Other resources on the right to food and budgets include:

  • Rights or Privileges? Fiscal Commitment to the Rights to Health, Education and Food in Guatemala (2009) produced by the Center for Economic and Social Rights (CESR), in collaboration with its partner organization in Guatemala, the Instituto Centroamericano de Estudios Fiscales (ICEFI).  The report focuses on the government’s poor performance in guaranteeing basic levels of economic and social rights for its population.  It argues that the lack of political will by democratic governments in  Guatemala to invest in realizing these rights, using the maximum resources available in the most equitable way, is the underlying reason behind the non-realization of economic and social rights.
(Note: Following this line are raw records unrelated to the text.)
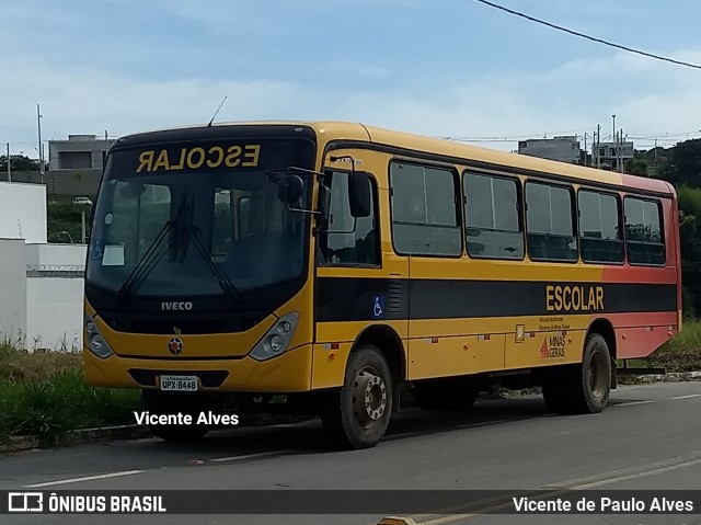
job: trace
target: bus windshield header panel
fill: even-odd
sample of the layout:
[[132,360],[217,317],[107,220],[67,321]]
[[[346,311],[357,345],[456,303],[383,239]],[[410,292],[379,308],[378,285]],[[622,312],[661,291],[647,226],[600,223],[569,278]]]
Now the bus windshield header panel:
[[[277,198],[274,173],[311,170],[308,139],[134,145],[110,155],[95,205],[88,284],[135,297],[222,296],[301,279],[309,215]],[[298,206],[309,207],[304,181]],[[300,281],[301,285],[301,281]]]

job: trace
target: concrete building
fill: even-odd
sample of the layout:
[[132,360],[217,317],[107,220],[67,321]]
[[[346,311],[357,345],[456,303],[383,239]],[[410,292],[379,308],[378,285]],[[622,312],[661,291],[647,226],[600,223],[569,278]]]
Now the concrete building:
[[0,182],[0,338],[82,347],[84,244],[46,243],[46,187]]
[[48,141],[48,169],[102,170],[113,139],[96,135],[69,135],[68,140]]
[[598,142],[591,146],[591,166],[605,170],[623,171],[625,161],[633,158],[633,142]]
[[579,140],[575,136],[531,138],[518,142],[518,152],[568,164],[579,163]]

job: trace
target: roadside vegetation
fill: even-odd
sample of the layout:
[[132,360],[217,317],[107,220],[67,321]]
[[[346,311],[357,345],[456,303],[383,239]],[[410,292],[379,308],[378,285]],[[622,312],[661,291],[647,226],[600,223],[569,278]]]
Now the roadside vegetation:
[[77,429],[133,423],[138,406],[138,391],[85,385],[80,354],[27,353],[0,341],[0,443],[32,436],[59,445]]

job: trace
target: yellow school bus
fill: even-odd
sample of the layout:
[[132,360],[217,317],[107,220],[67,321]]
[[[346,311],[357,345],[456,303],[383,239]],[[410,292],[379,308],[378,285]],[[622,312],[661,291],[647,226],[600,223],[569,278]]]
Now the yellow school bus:
[[425,407],[499,380],[596,413],[614,361],[680,329],[678,230],[666,182],[361,124],[130,135],[93,214],[85,376],[158,414],[303,407],[354,448],[404,381]]

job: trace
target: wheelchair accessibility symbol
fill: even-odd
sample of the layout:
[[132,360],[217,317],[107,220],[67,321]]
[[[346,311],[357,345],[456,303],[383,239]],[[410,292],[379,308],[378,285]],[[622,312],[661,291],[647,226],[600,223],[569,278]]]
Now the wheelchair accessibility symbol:
[[384,298],[381,295],[376,295],[372,305],[372,317],[382,317],[384,313]]

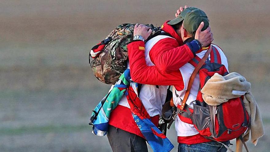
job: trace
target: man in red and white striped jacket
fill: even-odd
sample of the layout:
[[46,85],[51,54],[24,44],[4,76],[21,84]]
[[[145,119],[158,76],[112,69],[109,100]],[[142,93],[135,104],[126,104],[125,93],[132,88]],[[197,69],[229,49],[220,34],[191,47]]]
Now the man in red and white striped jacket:
[[[198,40],[183,45],[181,36],[176,31],[181,26],[181,24],[172,25],[167,24],[168,21],[165,22],[162,28],[164,33],[169,34],[156,36],[148,41],[145,45],[144,38],[146,40],[148,36],[136,37],[136,32],[139,33],[140,31],[134,29],[134,42],[131,43],[129,47],[130,48],[131,47],[137,49],[140,48],[139,45],[141,45],[145,52],[142,52],[143,56],[141,57],[146,65],[155,65],[160,71],[164,72],[171,69],[173,71],[172,72],[176,75],[180,73],[176,70],[193,58],[195,53],[199,49],[201,46],[198,44],[200,42],[206,46],[210,44],[212,41],[212,35],[210,27],[203,32],[199,29],[195,34]],[[137,25],[135,29],[138,27],[138,29],[145,28]],[[176,58],[176,57],[178,57]],[[129,67],[128,63],[128,66]],[[151,121],[156,126],[158,124],[166,97],[168,87],[164,85],[167,85],[168,81],[172,83],[170,80],[174,77],[173,75],[168,76],[164,83],[161,82],[158,78],[152,79],[154,83],[156,82],[157,83],[158,81],[158,85],[160,85],[143,84],[139,95],[144,106],[151,117]],[[147,79],[148,77],[145,78]],[[179,81],[177,84],[181,85],[182,83]],[[112,111],[107,134],[110,144],[114,151],[147,151],[145,141],[134,122],[129,108],[126,98],[124,96],[118,105]]]
[[[189,8],[187,8],[185,10],[187,10]],[[194,53],[193,54],[188,54],[190,52],[186,50],[185,53],[183,53],[180,56],[174,55],[163,57],[162,57],[163,63],[170,66],[166,67],[163,65],[161,66],[162,68],[160,68],[159,63],[155,62],[154,63],[155,65],[151,66],[147,65],[147,62],[145,60],[145,50],[146,50],[147,44],[145,45],[143,41],[132,42],[128,45],[130,74],[133,80],[138,83],[148,84],[173,85],[173,99],[174,103],[176,105],[181,105],[189,79],[195,68],[195,67],[188,62],[195,57],[193,55],[196,54],[199,57],[202,58],[210,47],[209,46],[206,47],[203,47],[203,46],[201,46],[199,43],[197,44],[199,46],[195,45],[195,43],[192,43],[195,39],[195,39],[198,38],[196,35],[194,35],[195,32],[196,32],[196,29],[197,29],[198,27],[195,28],[193,24],[196,24],[197,26],[195,25],[195,26],[199,27],[197,30],[198,32],[198,30],[200,31],[206,29],[206,30],[207,30],[207,28],[209,23],[208,18],[204,12],[195,8],[191,8],[191,10],[189,10],[185,12],[184,10],[181,13],[183,14],[180,14],[181,15],[179,15],[180,16],[167,23],[164,26],[168,26],[168,24],[173,25],[181,24],[181,27],[176,29],[175,33],[177,34],[179,37],[182,37],[183,41],[183,46],[186,46],[193,49],[197,49],[196,47],[199,48],[199,49],[193,50],[193,51],[195,50],[195,51],[192,51],[191,50],[191,52]],[[188,13],[185,14],[187,12]],[[188,15],[186,15],[187,14]],[[190,14],[191,15],[190,15]],[[189,18],[191,17],[196,18]],[[202,19],[204,20],[202,20]],[[188,21],[190,20],[193,21]],[[201,22],[202,21],[204,22]],[[183,21],[184,23],[182,24]],[[185,24],[187,22],[189,23],[189,24]],[[146,26],[139,25],[134,29],[134,34],[141,34],[147,37],[149,35],[149,32],[148,31],[148,29]],[[191,30],[192,30],[190,31]],[[159,47],[162,47],[163,44],[160,44],[156,48],[154,48],[156,50],[158,50]],[[217,55],[219,56],[218,58],[221,60],[222,64],[225,66],[228,70],[227,58],[223,52],[217,46],[213,44],[211,45],[218,50],[218,53],[217,53]],[[191,47],[189,46],[191,45]],[[152,49],[154,48],[152,48]],[[156,50],[151,50],[151,51],[154,52]],[[168,53],[170,53],[168,52]],[[209,60],[211,60],[210,57],[209,55],[208,59]],[[199,85],[199,78],[198,75],[192,84],[191,93],[186,102],[187,106],[191,108],[193,108],[192,102],[196,99]],[[177,133],[178,141],[179,143],[179,152],[202,151],[202,150],[223,152],[227,150],[221,144],[212,141],[200,135],[193,125],[183,121],[178,117],[177,117],[176,120],[175,127]],[[228,145],[230,142],[225,142],[224,143]]]

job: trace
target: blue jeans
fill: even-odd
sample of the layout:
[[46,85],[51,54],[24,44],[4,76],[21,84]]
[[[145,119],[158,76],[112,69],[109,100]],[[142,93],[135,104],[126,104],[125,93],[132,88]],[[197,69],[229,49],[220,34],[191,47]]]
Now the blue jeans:
[[[229,146],[230,141],[222,142]],[[222,144],[212,141],[192,145],[179,143],[178,152],[226,152],[227,148]]]

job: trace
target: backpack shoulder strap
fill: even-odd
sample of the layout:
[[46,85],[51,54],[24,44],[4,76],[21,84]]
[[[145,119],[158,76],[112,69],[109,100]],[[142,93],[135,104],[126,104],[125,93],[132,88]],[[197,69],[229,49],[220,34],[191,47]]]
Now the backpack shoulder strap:
[[188,81],[187,88],[187,91],[186,91],[185,96],[184,96],[184,99],[183,99],[183,101],[182,102],[182,104],[181,105],[177,105],[177,108],[179,109],[179,112],[181,112],[183,111],[183,110],[184,109],[184,108],[185,107],[185,106],[186,105],[186,103],[187,100],[187,97],[188,97],[188,95],[189,95],[189,93],[190,92],[191,87],[194,80],[195,79],[195,77],[196,77],[197,73],[198,73],[201,68],[202,67],[202,66],[204,64],[204,62],[206,60],[206,59],[208,57],[210,52],[211,52],[212,49],[212,45],[210,45],[209,49],[207,50],[207,51],[205,53],[204,56],[199,62],[199,63],[198,63],[197,66],[195,67],[195,69],[191,74],[191,76],[190,78],[189,79],[189,81]]
[[210,62],[211,63],[216,63],[221,64],[221,58],[218,50],[215,46],[212,46],[213,51],[210,53]]

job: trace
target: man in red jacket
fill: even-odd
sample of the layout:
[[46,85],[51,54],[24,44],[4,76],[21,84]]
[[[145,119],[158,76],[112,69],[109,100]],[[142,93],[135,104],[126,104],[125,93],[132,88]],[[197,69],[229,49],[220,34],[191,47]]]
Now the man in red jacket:
[[[200,43],[205,46],[211,43],[212,35],[210,27],[203,32],[201,31],[201,29],[199,29],[195,34],[197,40],[183,45],[180,36],[176,32],[181,27],[181,23],[171,25],[167,24],[168,21],[162,26],[162,34],[151,39],[145,46],[143,41],[148,35],[142,36],[135,34],[134,42],[132,43],[136,45],[137,43],[143,43],[145,57],[143,58],[147,62],[146,65],[156,65],[164,72],[169,69],[175,71],[173,72],[178,73],[179,72],[175,70],[194,57],[195,53],[201,47]],[[203,26],[202,25],[200,28]],[[137,25],[134,33],[139,32],[136,31],[137,29],[141,30],[144,28],[142,25]],[[151,32],[146,30],[147,33]],[[176,59],[175,57],[179,57]],[[169,79],[169,77],[168,78]],[[164,82],[159,84],[160,86],[143,84],[139,95],[144,107],[151,117],[151,121],[157,126],[167,93],[167,87],[161,85],[167,85],[167,82]],[[180,82],[178,84],[181,84]],[[145,140],[134,122],[129,108],[125,97],[124,97],[112,111],[107,134],[110,144],[114,151],[147,151]]]
[[[196,54],[199,57],[202,58],[210,46],[204,48],[203,46],[201,46],[202,45],[201,43],[194,42],[200,41],[196,40],[199,38],[195,34],[198,30],[207,30],[209,21],[204,12],[196,8],[187,8],[176,19],[166,23],[164,27],[169,26],[169,24],[172,26],[178,25],[179,28],[170,33],[174,33],[175,35],[177,34],[179,37],[181,37],[183,41],[183,46],[187,46],[191,48],[191,52],[194,55]],[[180,26],[179,26],[179,24],[181,25]],[[148,37],[149,33],[148,31],[148,28],[143,25],[135,27],[134,35],[141,35],[145,38]],[[162,44],[160,44],[159,47],[162,47]],[[218,46],[211,45],[218,50],[218,57],[220,57],[222,64],[225,65],[228,70],[227,58],[222,50]],[[189,78],[195,69],[195,67],[188,62],[192,59],[191,58],[193,58],[195,56],[189,55],[188,52],[186,50],[185,54],[183,53],[180,56],[168,55],[163,57],[163,63],[170,65],[170,67],[164,64],[160,66],[159,63],[156,62],[154,63],[154,65],[147,66],[145,59],[145,46],[146,47],[144,42],[141,41],[132,42],[128,45],[130,74],[133,80],[143,84],[173,85],[174,103],[176,105],[181,105]],[[156,48],[158,50],[158,48]],[[194,49],[198,48],[199,49]],[[194,49],[193,51],[192,49]],[[152,51],[154,52],[156,50]],[[196,100],[199,84],[199,76],[197,76],[186,103],[187,106],[191,108],[193,108],[192,102]],[[178,117],[176,120],[175,126],[178,141],[179,143],[179,152],[225,152],[227,150],[221,143],[211,141],[203,137],[199,134],[193,125],[183,121]],[[230,142],[227,141],[223,143],[228,145],[229,143]]]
  • Informe Alternativo del Derecho a la Alimentación en Guatemala, Monitoreo de las Directrices Voluntarias para el Derecho a la Alimentación (2010) produced by El Colectivo Social por el Derecho a la Alimentación. This study presents the different national strategies for food security and nutrition that have been implemented in Guatemala in the last decade (i.e. SEPAN and SINASAN). In addition, it analyzes the situation in Guatemala using FAO guidelines related to the right to food, explaining, for example, how the lack of a clear labor policy and participation by and consultation with interested parties, have prevented the progressive realization of the right to food in Guatemala. At the end of the paper, in the context of a discussion of agrarian reform in the country, the author analyzes the budget for the agricultural sector.